Sim, cometeu todos esses crimes comuns, além daqueles outros que remetem à Lei de Segurança Nacional. Marco Aurélio encaminhou o pedido para parecer da Procuradoria Geral da República. Augusto Aras, o titular da PGR, disse não ver nada de exorbitante nos atos e falas do presidente e recomendou o arquivamento. É evidente que Marco Aurélio não iria além e não determinaria a abertura de inquérito sem o endosso do procurador-geral. E assim fará Aras enquanto puder: vai se omitir.

Os crimes de responsabilidade, vejam post abaixo, tem de seguir outro caminho, a partir de denúncia oferecida à Câmara dos Deputados.

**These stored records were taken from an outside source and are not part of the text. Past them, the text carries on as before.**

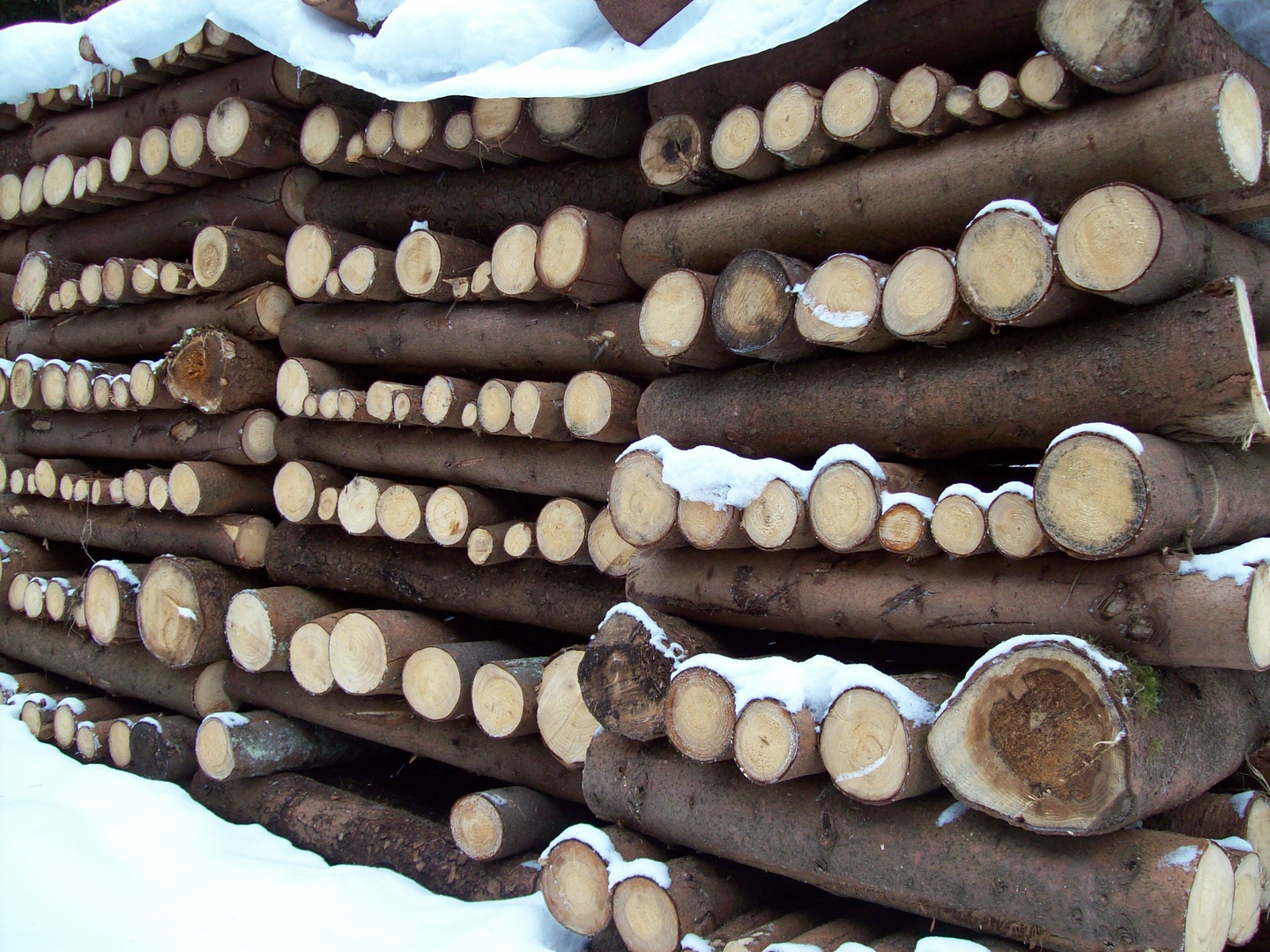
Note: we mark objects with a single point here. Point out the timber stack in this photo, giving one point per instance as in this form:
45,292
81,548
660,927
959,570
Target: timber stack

De qualquer modo, convenham, anda a faltar uma articulação mais clara evidenciando que as ações de Bolsonaro violam a ordem legal e a ordem Constitucional.

Uma coisa é certa: a democracia está sendo corroída um pouco por dia. Se não houver manifestações inequívocas de repúdio à cantilena golpista que resultem em ações legais, passaremos por momentos muito difíceis. Custa a crer que militares preparados da cúpula das Três Forças se deixem seduzir por golpismo de quinta categoria — notando sempre que inexistem o golpismo de padrão mais elevado. Mas, como diz o povo, em rio que já teve piranha, cumpre que jacaré nade de costas, não é? 

O absurdo às vezes acontece. Depois acaba se desfazendo. Mas é inevitável fazer a pergunta: a que custo?